Initialization and Auxiliary Problem in Simplex Method
Buildup
$$ \begin{matrix} \text{Maximize} & \mathbf{c}^{T} \mathbf{x} \\ \text{subject to} & A \mathbf{x} = \mathbf{b} \\ & \mathbf{x} \ge \mathbf{0} \end{matrix} $$
Let’s say the linear programming problem is represented in the equation form as above with respect to matrices $A \in \mathbb{R}^{m \times n}$, $\mathbf{b} \in \mathbb{R}^{m \times 1}$, and $\mathbf{c} \in \mathbb{R}^{n}$. And for all $j = 1 , \cdots , n+m$, $x_{k} \ge 0$ holds, and for $i = 1 , \cdots , m$, $$ \begin{align*} \zeta &=& & & \sum_{j=1}^{n} c_{j} x_{j} \\ x_{n+i} &=& b_{i} &-& \sum_{j=1}^{n} a_{ij} x_{j} \end{align*} $$
Let’s assume the first dictionary of the linear programming problem is given as above. The simplex method basically optimizes by changing the solutions of these given systems of equations. But if there are no solutions to change from the beginning, what should we do? 1 At first glance, one might think that since optimization has to be done in any way, one could just start with any value, e.g., if we start with $x_{1} , \cdots , x_{n} = 0$, then $x_{n+i} = b_{i}$ occurs $$ \left( x_{1}, \cdots , x_{n} , x_{n+1} , \cdots , x_{n+m} \right) = \left( 0, \cdots , 0 , b_{1} , \cdots , b_{m} \right) $$ It seems like it certainly satisfies the constraints, but if immediately $b_{i} < 0$ happens, it violates $\mathbf{x} \ge \mathbf{0}$. Meanwhile, the simplex method, by exploring every vertex of the simplex, can definitely succeed in optimization, however, under this strategy, finding any feasible solution is as difficult as finding an optimal solution. 2 Of course, this is when there are no measures, and naturally, mathematicians have prepared measures for this.
Glossary
Auxiliary Problem
In the initialization of the simplex method, the difficulty mentioned above is called infeasibility, and the dictionary that resolves infeasibility by introducing a new variable is simply called an auxiliary problem.
Phase
The process of creating an auxiliary problem and finding its first feasible solution is called Phase 1, and the process of applying the actual simplex method to optimize is called Phase 2.
Example
Let’s look at what an auxiliary problem is through a simple problem. Let’s assume the following linear programming problem is given for $x_{1} , x_{2} , x_{3} \ge 0$. $$ \begin{matrix} \text{Maximize} & & x_{1} & + & 2x_{2} \\ \text{subject to} & & x_{1} & + & 3x_{2} & + & x_{3} & = & 4 \\ & & & & 2x_{2} & + & x_{3} & = & 2 \end{matrix} $$
This problem shows that initialization does not go well by just choosing any vertex of the simplex. For example, consider the most basic point $\left( x_{1} , x_{2} , x_{3} \right) = (0,0,0)$, which does not satisfy the constraints. Of course, someone might quickly find $(1,1,0)$ intuitively, but keep in mind that this problem is a very simple problem made just for illustration. If something like $A \in \mathbb{R}^{100 \times 30}$ was given in a real problem, neither mental arithmetic nor intuition would be of any help.

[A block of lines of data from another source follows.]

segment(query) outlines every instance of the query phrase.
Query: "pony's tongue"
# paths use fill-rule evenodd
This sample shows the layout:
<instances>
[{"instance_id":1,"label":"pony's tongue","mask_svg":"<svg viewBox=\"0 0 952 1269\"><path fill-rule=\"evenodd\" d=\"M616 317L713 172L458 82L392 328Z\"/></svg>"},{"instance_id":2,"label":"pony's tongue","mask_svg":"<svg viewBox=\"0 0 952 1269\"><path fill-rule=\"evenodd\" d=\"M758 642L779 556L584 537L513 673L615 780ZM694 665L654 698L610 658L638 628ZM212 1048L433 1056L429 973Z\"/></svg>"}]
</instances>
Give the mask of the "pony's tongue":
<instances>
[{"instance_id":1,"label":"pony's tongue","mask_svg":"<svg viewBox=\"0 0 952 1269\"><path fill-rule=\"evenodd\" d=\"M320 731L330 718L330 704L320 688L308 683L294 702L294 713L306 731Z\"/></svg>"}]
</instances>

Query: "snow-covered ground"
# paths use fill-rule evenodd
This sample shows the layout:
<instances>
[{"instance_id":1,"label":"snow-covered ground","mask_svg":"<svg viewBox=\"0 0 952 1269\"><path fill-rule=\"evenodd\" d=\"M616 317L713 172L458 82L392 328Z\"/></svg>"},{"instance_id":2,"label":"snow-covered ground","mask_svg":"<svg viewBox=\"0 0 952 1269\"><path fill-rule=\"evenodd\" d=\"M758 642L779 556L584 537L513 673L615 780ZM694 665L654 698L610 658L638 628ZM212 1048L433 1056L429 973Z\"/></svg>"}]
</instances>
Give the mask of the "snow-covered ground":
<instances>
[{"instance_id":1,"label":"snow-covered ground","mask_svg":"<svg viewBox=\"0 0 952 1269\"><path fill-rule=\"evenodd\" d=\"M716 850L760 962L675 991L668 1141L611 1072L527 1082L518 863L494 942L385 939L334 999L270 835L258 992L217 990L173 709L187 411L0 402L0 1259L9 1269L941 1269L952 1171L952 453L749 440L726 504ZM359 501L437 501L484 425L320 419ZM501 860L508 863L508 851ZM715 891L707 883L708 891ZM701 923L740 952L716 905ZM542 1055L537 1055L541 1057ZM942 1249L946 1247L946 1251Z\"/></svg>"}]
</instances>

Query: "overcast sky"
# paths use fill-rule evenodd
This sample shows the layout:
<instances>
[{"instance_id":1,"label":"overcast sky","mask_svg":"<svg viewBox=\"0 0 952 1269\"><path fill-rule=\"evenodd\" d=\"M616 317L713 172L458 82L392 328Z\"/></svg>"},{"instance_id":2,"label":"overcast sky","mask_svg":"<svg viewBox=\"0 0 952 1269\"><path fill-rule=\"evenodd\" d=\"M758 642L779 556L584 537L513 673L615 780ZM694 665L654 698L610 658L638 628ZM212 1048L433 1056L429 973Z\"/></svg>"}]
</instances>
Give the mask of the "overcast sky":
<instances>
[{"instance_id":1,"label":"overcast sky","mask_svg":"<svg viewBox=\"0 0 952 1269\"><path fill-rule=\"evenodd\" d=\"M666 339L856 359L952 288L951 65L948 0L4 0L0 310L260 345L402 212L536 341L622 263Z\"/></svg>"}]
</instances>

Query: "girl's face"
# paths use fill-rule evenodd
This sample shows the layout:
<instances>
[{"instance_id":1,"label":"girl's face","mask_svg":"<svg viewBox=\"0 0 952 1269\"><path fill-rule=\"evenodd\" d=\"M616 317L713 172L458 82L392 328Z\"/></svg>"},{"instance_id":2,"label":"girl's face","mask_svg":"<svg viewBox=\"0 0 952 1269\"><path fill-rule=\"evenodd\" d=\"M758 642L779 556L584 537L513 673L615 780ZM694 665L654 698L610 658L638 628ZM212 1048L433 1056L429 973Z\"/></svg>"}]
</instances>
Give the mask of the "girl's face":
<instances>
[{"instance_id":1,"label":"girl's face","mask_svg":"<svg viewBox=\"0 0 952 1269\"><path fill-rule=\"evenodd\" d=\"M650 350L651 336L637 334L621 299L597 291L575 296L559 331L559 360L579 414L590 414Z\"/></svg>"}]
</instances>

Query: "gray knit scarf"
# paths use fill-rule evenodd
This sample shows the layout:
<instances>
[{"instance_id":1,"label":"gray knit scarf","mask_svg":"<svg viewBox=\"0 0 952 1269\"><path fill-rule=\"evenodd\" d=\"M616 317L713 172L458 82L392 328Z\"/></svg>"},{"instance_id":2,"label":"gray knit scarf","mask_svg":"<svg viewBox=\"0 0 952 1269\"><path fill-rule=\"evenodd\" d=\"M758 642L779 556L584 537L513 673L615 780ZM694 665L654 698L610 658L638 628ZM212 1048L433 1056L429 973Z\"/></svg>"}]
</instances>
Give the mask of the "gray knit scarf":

The idea to solve this is simple. Just as slack variables were introduced to create the equation form of the inequality form linear programming problem, we introduce an auxiliary variable as a buffer. By introducing a new $x_{4} , x_{5} \ge 0$ as in $$ \begin{matrix} \text{Maximize} & & & & & & & - & x_{4} & - & x_{5} & \\ \text{subject to} & & x_{1} & + & 3x_{2} & + & x_{3} & + & x_{4} & & & = & 4 \\ & & x_{1} & & 2x_{2} & + & x_{3} & & & + & x_{5} & = & 2 \end{matrix} $$ we can very simply find the initial value $(0,0,0,4,2)$. We can start the simplex method from this point, and we have decided to call this up to Phase 1.